Two additional high-severity violations rounded out the list. Inspectors cited the restaurant for failing to properly use time as a public health control, a method that permits food to remain outside safe temperature ranges only when strict time tracking is followed. They also found no consumer advisory posted for raw or undercooked foods, a requirement that exists specifically to warn pregnant women, elderly diners, and people with compromised immune systems.
What These Violations Mean
The chemical storage violation is the kind that food safety officials classify as an immediate hazard. When cleaning agents, sanitizers, or pesticides are stored near or above food without proper labeling and separation, a single spill or mislabeled container can introduce toxic compounds directly into a meal. There is no cooking step that neutralizes most chemical contaminants.
The absence of an employee health policy is a structural failure, not an isolated incident. Without a written policy, there is no mechanism to keep a worker with Norovirus, Salmonella, or Hepatitis A away from food preparation. Norovirus alone accounts for roughly 20 million illnesses in the United States each year, and a single infected food handler can expose dozens of diners in a single shift.
Improper handwashing technique compounds the risk. The citation does not mean employees skipped handwashing entirely. It means the technique used was insufficient to remove pathogens, which is a harder problem to fix than a missing sink.
The consumer advisory violation is specific to a steakhouse. A restaurant that serves raw or undercooked beef, including preparations like tartare or steaks cooked below 145 degrees, is required by state code to post a written notice so that high-risk diners can make an informed decision.
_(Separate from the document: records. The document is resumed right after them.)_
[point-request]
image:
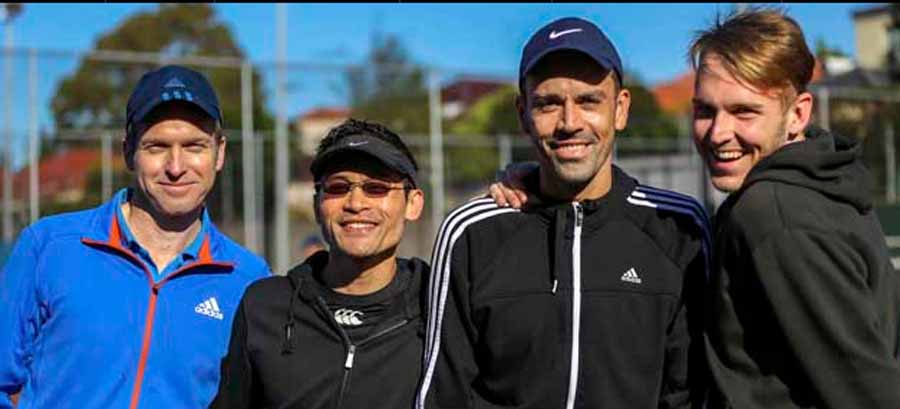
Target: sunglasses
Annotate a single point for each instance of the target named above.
(370, 188)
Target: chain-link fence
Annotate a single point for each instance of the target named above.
(63, 121)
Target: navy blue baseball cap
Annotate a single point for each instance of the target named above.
(570, 33)
(170, 83)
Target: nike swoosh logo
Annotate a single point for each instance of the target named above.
(554, 35)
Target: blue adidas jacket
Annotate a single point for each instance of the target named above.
(83, 324)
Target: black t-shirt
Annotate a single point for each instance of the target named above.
(358, 314)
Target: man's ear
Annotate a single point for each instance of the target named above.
(316, 198)
(522, 111)
(220, 152)
(128, 151)
(799, 113)
(415, 203)
(623, 104)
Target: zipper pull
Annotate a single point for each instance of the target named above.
(579, 214)
(351, 351)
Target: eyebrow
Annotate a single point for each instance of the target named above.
(745, 105)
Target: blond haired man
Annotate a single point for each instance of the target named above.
(803, 307)
(804, 297)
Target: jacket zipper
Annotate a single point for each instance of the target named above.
(576, 305)
(351, 354)
(151, 310)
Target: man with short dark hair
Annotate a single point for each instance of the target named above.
(587, 299)
(805, 299)
(129, 304)
(343, 329)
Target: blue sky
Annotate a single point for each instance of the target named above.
(481, 39)
(484, 38)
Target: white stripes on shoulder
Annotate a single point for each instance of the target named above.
(451, 229)
(679, 203)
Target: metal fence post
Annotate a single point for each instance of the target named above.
(248, 159)
(34, 204)
(106, 165)
(436, 151)
(890, 164)
(8, 142)
(282, 228)
(505, 150)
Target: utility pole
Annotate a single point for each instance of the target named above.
(9, 12)
(282, 166)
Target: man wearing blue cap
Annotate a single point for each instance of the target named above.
(589, 296)
(130, 304)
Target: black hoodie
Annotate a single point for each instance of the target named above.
(590, 304)
(287, 350)
(804, 306)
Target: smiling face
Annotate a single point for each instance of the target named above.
(736, 125)
(361, 225)
(176, 159)
(571, 110)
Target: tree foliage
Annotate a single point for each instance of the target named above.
(493, 115)
(645, 118)
(389, 88)
(96, 93)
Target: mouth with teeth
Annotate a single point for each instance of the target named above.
(570, 150)
(729, 161)
(727, 156)
(357, 227)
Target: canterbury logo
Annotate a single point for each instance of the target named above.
(631, 276)
(209, 308)
(346, 316)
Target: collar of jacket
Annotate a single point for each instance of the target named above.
(107, 233)
(596, 211)
(304, 274)
(303, 288)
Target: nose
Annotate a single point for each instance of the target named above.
(722, 128)
(570, 123)
(175, 166)
(356, 200)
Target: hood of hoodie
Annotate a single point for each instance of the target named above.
(824, 162)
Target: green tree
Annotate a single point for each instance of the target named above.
(389, 88)
(646, 119)
(492, 115)
(96, 93)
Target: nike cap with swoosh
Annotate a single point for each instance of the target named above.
(570, 33)
(166, 84)
(384, 152)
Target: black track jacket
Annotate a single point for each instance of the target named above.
(805, 300)
(573, 305)
(287, 351)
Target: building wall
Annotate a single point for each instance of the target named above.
(872, 40)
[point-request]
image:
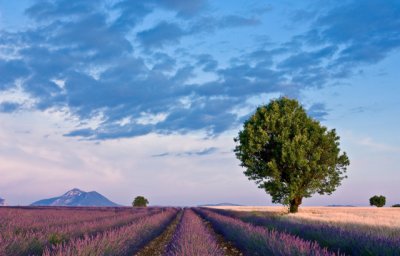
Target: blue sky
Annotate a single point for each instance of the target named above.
(145, 97)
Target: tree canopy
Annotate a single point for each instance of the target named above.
(140, 201)
(289, 154)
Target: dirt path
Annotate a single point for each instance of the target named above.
(228, 247)
(158, 245)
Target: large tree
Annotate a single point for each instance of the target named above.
(289, 154)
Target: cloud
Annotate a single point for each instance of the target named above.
(160, 35)
(367, 30)
(11, 71)
(203, 152)
(103, 69)
(185, 9)
(8, 107)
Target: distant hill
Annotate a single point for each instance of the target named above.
(76, 197)
(220, 204)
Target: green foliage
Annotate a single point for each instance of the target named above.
(290, 155)
(140, 201)
(377, 201)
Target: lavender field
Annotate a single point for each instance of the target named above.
(189, 231)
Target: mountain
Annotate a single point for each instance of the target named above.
(2, 202)
(76, 197)
(220, 204)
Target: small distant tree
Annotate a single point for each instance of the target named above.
(377, 201)
(140, 201)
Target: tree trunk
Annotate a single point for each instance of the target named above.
(294, 204)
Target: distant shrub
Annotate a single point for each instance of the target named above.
(140, 201)
(378, 201)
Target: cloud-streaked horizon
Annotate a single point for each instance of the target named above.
(121, 70)
(97, 61)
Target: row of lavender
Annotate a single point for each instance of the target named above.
(348, 239)
(30, 232)
(253, 240)
(193, 238)
(125, 240)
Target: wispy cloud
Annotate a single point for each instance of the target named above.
(115, 65)
(203, 152)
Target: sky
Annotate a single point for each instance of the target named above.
(145, 97)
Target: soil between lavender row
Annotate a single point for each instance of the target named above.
(158, 246)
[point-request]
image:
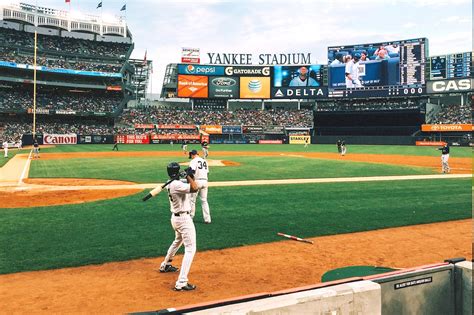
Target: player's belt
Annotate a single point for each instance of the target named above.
(180, 213)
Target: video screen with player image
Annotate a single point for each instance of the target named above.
(297, 76)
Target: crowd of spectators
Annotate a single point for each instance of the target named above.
(358, 105)
(59, 62)
(453, 114)
(150, 115)
(22, 99)
(50, 43)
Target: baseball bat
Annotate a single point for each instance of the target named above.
(295, 238)
(156, 190)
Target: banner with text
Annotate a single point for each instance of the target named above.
(447, 128)
(59, 138)
(300, 139)
(133, 139)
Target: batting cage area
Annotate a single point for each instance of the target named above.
(76, 234)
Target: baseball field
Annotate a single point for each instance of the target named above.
(75, 235)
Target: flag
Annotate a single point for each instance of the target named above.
(144, 59)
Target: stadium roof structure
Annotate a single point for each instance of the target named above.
(65, 20)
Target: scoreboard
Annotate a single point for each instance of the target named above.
(451, 66)
(412, 62)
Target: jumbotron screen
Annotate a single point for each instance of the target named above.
(395, 63)
(452, 66)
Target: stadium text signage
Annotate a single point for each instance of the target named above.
(446, 86)
(263, 59)
(59, 139)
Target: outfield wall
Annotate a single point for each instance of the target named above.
(444, 288)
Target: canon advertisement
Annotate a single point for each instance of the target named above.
(59, 139)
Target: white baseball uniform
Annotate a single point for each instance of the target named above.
(201, 168)
(182, 223)
(353, 69)
(5, 148)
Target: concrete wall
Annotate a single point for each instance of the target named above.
(362, 297)
(463, 280)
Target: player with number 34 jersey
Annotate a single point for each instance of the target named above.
(201, 168)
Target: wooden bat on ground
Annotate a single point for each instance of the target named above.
(156, 190)
(295, 238)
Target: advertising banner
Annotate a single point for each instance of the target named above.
(430, 143)
(175, 126)
(300, 139)
(133, 139)
(59, 138)
(243, 71)
(95, 139)
(276, 130)
(41, 111)
(211, 129)
(144, 126)
(253, 129)
(231, 129)
(224, 87)
(300, 92)
(191, 55)
(449, 86)
(255, 87)
(200, 70)
(270, 142)
(192, 86)
(175, 136)
(447, 128)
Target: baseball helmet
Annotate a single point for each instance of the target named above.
(173, 170)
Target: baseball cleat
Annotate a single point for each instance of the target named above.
(187, 287)
(168, 268)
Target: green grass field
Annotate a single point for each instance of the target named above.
(127, 228)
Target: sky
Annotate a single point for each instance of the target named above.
(163, 28)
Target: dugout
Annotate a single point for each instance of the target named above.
(443, 288)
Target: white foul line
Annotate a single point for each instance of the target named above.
(27, 165)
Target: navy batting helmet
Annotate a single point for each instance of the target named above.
(173, 170)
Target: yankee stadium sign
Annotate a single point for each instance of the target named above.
(262, 59)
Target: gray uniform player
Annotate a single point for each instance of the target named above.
(201, 169)
(179, 194)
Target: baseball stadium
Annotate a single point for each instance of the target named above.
(318, 190)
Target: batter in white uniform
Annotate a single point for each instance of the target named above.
(179, 194)
(352, 72)
(5, 148)
(201, 169)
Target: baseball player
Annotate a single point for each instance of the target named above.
(180, 205)
(343, 148)
(184, 146)
(205, 149)
(444, 157)
(338, 143)
(352, 72)
(36, 150)
(5, 148)
(200, 167)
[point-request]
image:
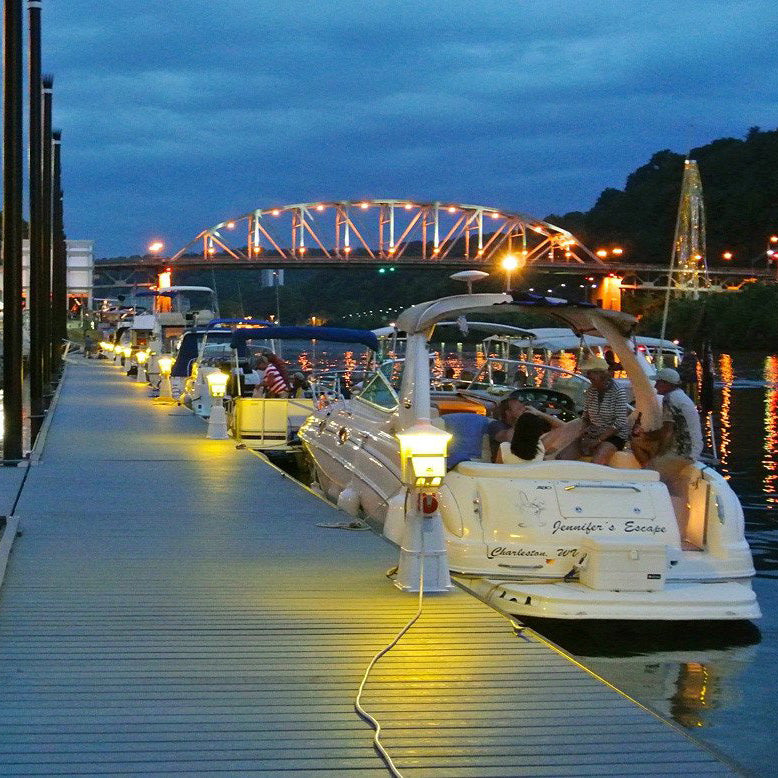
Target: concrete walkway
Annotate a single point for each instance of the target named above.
(172, 607)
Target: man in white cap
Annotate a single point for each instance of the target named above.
(605, 428)
(681, 433)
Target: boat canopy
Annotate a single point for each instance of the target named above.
(189, 348)
(331, 334)
(493, 328)
(171, 291)
(577, 315)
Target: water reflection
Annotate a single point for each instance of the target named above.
(771, 429)
(727, 377)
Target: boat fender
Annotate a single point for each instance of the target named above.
(394, 524)
(348, 500)
(428, 504)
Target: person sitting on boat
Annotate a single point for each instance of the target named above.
(274, 382)
(605, 428)
(467, 437)
(505, 415)
(526, 445)
(300, 386)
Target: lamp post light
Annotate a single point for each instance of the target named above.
(217, 421)
(141, 358)
(423, 459)
(509, 264)
(165, 388)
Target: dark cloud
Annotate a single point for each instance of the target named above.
(179, 115)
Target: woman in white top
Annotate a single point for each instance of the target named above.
(526, 444)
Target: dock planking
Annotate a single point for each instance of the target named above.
(172, 608)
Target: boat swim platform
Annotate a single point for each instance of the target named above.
(172, 607)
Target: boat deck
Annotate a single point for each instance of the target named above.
(172, 607)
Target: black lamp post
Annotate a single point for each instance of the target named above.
(36, 298)
(12, 231)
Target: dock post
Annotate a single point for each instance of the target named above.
(36, 301)
(423, 538)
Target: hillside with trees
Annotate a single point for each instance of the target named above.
(740, 184)
(740, 188)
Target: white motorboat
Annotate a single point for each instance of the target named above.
(173, 311)
(558, 539)
(270, 424)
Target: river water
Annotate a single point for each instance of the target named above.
(714, 679)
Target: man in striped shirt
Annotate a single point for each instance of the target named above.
(273, 382)
(605, 426)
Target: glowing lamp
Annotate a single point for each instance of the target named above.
(165, 365)
(423, 454)
(217, 383)
(510, 263)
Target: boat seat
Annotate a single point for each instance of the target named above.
(553, 469)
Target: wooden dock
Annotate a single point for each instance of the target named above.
(172, 607)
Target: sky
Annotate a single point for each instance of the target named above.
(176, 116)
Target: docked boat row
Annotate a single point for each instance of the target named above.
(554, 538)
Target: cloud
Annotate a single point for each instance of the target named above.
(174, 114)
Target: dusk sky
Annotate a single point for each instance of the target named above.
(179, 115)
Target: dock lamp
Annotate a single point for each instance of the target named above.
(509, 264)
(141, 358)
(165, 388)
(423, 460)
(217, 421)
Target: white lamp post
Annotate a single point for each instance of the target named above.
(141, 358)
(509, 264)
(217, 421)
(423, 459)
(165, 388)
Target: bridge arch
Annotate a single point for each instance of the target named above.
(388, 229)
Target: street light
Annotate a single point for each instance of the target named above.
(509, 264)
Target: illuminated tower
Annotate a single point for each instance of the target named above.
(688, 268)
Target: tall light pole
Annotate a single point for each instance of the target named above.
(13, 155)
(47, 338)
(36, 300)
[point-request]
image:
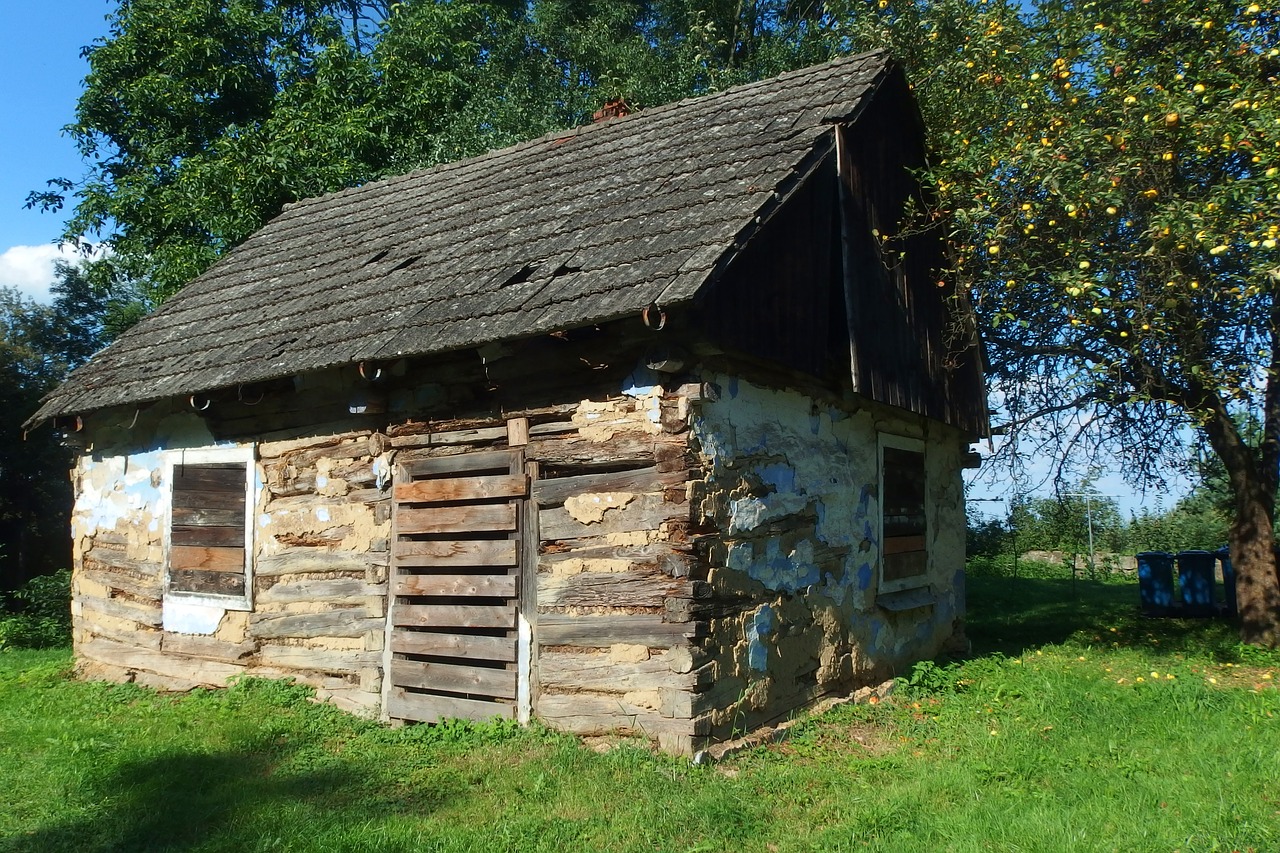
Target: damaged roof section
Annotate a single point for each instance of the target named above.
(570, 229)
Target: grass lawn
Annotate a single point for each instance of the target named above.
(1077, 726)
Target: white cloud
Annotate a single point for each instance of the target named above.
(30, 269)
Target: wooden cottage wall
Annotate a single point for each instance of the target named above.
(913, 342)
(616, 579)
(320, 539)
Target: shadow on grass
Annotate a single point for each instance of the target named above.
(233, 801)
(1011, 615)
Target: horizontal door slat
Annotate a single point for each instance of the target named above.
(476, 552)
(210, 478)
(901, 544)
(208, 583)
(484, 460)
(206, 559)
(455, 679)
(210, 500)
(456, 615)
(432, 708)
(466, 646)
(205, 518)
(462, 488)
(457, 519)
(497, 585)
(209, 537)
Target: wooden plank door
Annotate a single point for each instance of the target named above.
(455, 587)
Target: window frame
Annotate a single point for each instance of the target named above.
(245, 454)
(917, 446)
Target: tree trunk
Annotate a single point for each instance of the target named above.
(1257, 587)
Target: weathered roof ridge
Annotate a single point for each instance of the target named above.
(571, 228)
(649, 112)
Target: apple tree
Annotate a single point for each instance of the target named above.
(1116, 215)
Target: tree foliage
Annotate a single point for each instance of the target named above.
(39, 343)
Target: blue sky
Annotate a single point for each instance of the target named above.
(40, 78)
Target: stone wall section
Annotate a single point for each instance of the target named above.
(321, 528)
(789, 489)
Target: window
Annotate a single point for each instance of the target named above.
(904, 560)
(210, 525)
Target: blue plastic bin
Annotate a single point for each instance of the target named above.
(1196, 582)
(1224, 556)
(1156, 582)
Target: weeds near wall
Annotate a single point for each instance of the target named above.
(39, 614)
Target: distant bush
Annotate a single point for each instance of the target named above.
(1004, 566)
(39, 614)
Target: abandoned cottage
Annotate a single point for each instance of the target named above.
(650, 427)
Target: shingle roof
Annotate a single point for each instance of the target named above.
(574, 228)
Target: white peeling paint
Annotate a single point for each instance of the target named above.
(186, 617)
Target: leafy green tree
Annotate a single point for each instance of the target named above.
(39, 343)
(1120, 231)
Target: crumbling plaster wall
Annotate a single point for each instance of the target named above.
(791, 489)
(319, 556)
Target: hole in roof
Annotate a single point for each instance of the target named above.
(520, 276)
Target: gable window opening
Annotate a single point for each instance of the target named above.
(904, 528)
(210, 533)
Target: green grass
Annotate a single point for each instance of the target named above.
(1075, 726)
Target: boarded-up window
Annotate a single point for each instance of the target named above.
(904, 561)
(208, 527)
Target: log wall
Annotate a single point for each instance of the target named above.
(704, 561)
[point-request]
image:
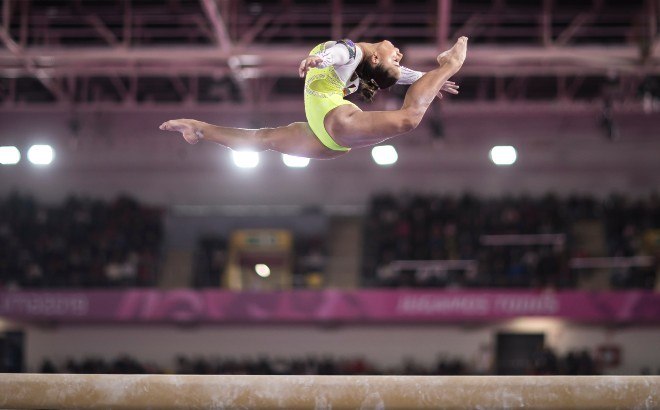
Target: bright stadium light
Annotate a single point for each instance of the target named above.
(384, 154)
(245, 159)
(41, 154)
(503, 155)
(294, 162)
(262, 270)
(9, 155)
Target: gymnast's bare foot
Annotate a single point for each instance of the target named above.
(456, 55)
(191, 129)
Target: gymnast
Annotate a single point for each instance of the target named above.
(334, 125)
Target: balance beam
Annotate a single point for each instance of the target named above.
(59, 391)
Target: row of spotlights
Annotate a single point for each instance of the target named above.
(37, 154)
(382, 155)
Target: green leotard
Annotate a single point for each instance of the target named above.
(323, 92)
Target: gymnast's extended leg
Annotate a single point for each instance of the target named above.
(294, 139)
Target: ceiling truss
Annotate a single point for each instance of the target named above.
(122, 54)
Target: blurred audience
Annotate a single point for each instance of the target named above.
(545, 363)
(516, 242)
(79, 243)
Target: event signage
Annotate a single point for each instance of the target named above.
(363, 306)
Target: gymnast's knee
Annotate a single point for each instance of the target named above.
(409, 121)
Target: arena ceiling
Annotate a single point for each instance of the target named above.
(147, 54)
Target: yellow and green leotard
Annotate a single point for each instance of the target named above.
(324, 91)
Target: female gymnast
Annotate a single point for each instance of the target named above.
(334, 125)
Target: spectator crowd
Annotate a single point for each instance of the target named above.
(78, 243)
(515, 242)
(546, 362)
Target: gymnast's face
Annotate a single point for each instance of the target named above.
(389, 58)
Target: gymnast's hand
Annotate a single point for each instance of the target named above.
(448, 87)
(309, 62)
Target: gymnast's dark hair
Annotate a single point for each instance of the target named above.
(372, 79)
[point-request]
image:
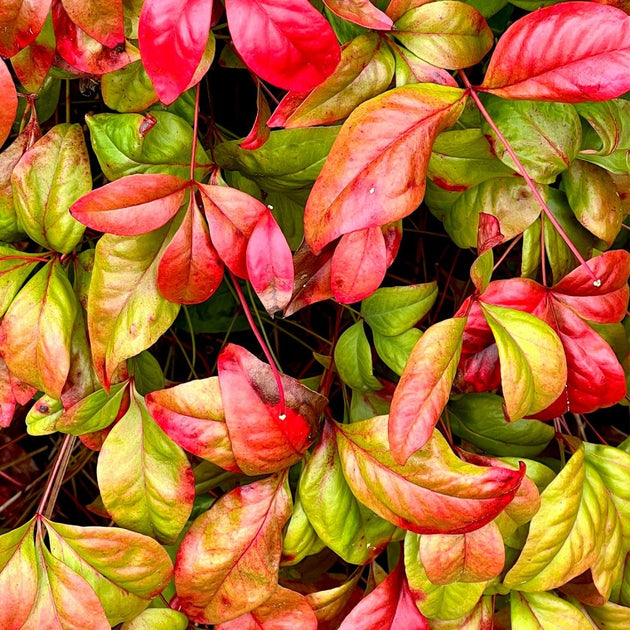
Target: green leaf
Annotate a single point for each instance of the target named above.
(542, 611)
(445, 34)
(125, 569)
(353, 359)
(577, 528)
(393, 310)
(463, 158)
(126, 311)
(533, 364)
(46, 307)
(291, 159)
(479, 419)
(545, 136)
(94, 412)
(145, 479)
(344, 524)
(508, 199)
(445, 602)
(18, 575)
(123, 147)
(157, 619)
(593, 197)
(395, 351)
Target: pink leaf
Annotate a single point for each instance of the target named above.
(231, 216)
(358, 265)
(132, 205)
(172, 37)
(285, 42)
(361, 12)
(190, 269)
(571, 52)
(390, 606)
(270, 264)
(262, 440)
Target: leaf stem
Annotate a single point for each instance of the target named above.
(55, 479)
(263, 345)
(545, 208)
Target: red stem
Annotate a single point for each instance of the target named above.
(263, 345)
(484, 112)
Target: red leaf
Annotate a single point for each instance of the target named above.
(20, 23)
(285, 42)
(103, 21)
(390, 606)
(260, 131)
(191, 414)
(132, 205)
(361, 12)
(8, 101)
(285, 609)
(358, 265)
(378, 162)
(571, 52)
(172, 36)
(190, 269)
(270, 264)
(231, 215)
(83, 52)
(424, 387)
(262, 440)
(228, 562)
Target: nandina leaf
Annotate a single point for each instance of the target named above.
(389, 606)
(46, 306)
(424, 387)
(260, 131)
(392, 311)
(262, 440)
(438, 602)
(269, 264)
(125, 569)
(20, 23)
(587, 61)
(172, 37)
(543, 610)
(533, 365)
(447, 34)
(391, 133)
(365, 70)
(228, 561)
(103, 21)
(126, 312)
(63, 596)
(285, 42)
(32, 64)
(191, 414)
(18, 575)
(358, 265)
(594, 199)
(124, 145)
(232, 216)
(84, 52)
(8, 102)
(132, 205)
(190, 269)
(347, 527)
(49, 178)
(434, 493)
(476, 556)
(283, 609)
(145, 479)
(361, 12)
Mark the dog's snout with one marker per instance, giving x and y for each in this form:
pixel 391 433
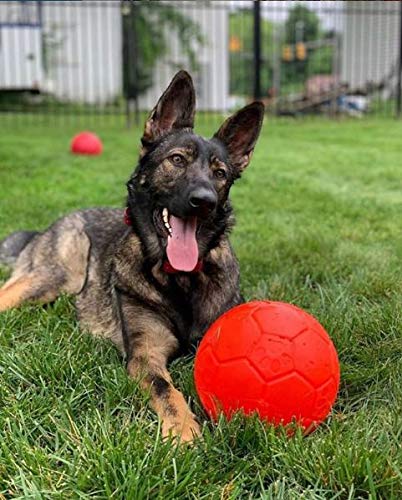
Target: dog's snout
pixel 203 199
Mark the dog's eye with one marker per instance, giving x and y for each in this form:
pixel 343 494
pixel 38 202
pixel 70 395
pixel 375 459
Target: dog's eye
pixel 220 173
pixel 178 160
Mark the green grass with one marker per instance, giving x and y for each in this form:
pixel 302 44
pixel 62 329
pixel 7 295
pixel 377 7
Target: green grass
pixel 319 225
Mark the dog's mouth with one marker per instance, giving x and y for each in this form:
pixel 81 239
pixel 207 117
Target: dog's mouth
pixel 182 247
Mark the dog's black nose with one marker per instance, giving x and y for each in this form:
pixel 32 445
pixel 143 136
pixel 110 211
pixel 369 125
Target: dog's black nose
pixel 203 199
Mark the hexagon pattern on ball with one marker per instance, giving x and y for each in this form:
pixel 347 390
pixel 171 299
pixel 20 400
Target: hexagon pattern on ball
pixel 271 358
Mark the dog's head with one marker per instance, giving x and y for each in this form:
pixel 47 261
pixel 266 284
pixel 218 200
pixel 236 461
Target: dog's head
pixel 178 194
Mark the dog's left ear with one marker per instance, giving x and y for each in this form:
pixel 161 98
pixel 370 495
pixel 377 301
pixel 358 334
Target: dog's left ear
pixel 174 110
pixel 239 133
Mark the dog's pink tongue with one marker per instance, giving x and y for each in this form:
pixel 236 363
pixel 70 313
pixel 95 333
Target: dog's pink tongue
pixel 182 248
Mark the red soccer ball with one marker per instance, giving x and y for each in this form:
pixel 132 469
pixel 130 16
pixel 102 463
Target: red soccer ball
pixel 271 358
pixel 86 143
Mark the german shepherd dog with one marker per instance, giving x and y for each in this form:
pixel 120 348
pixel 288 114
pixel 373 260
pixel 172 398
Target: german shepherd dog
pixel 155 286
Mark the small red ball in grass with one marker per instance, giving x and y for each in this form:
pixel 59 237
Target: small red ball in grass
pixel 269 358
pixel 86 143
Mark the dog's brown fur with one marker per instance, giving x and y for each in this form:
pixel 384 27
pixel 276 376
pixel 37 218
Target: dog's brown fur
pixel 116 272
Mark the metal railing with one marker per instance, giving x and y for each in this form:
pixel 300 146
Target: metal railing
pixel 98 58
Without it, a pregnant woman or a diner on immunosuppressive medication has no way of knowing the menu carries elevated risk.
The Longer Record
The May 11 inspection was not an outlier. State records show Knife Steak House has been inspected 29 times and has accumulated 404 total violations across its history. The restaurant has never been emergency-closed.
The eight most recent prior inspections, dating to June 2024, show a consistent pattern of high-severity citations. In December 2024 alone, inspectors visited twice within a week. The December 3 visit produced 10 high-severity and 4 intermediate violations. The December 26 visit produced 7 high and 4 intermediate violations.
The pattern did not improve in 2025. Inspectors returned in January and found 5 high-severity violations. They returned again in October and found 5 more. A December 2025 inspection produced 3 high-severity citations.
The May 2026 inspection, with its 6 high-severity findings, fits squarely in the middle of that range. It is neither the worst inspection in the restaurant's recent history nor a sign of improvement.
Open for Business
State inspectors documented six high-severity violations at Knife Steak House on May 11, including toxic chemicals stored near food, no sick-employee policy, improperly sanitized food contact surfaces, and no warning posted for diners ordering raw or undercooked meat.
The restaurant was not closed.
Customers who visited Knife Steak House after the inspection had no way of knowing any of it.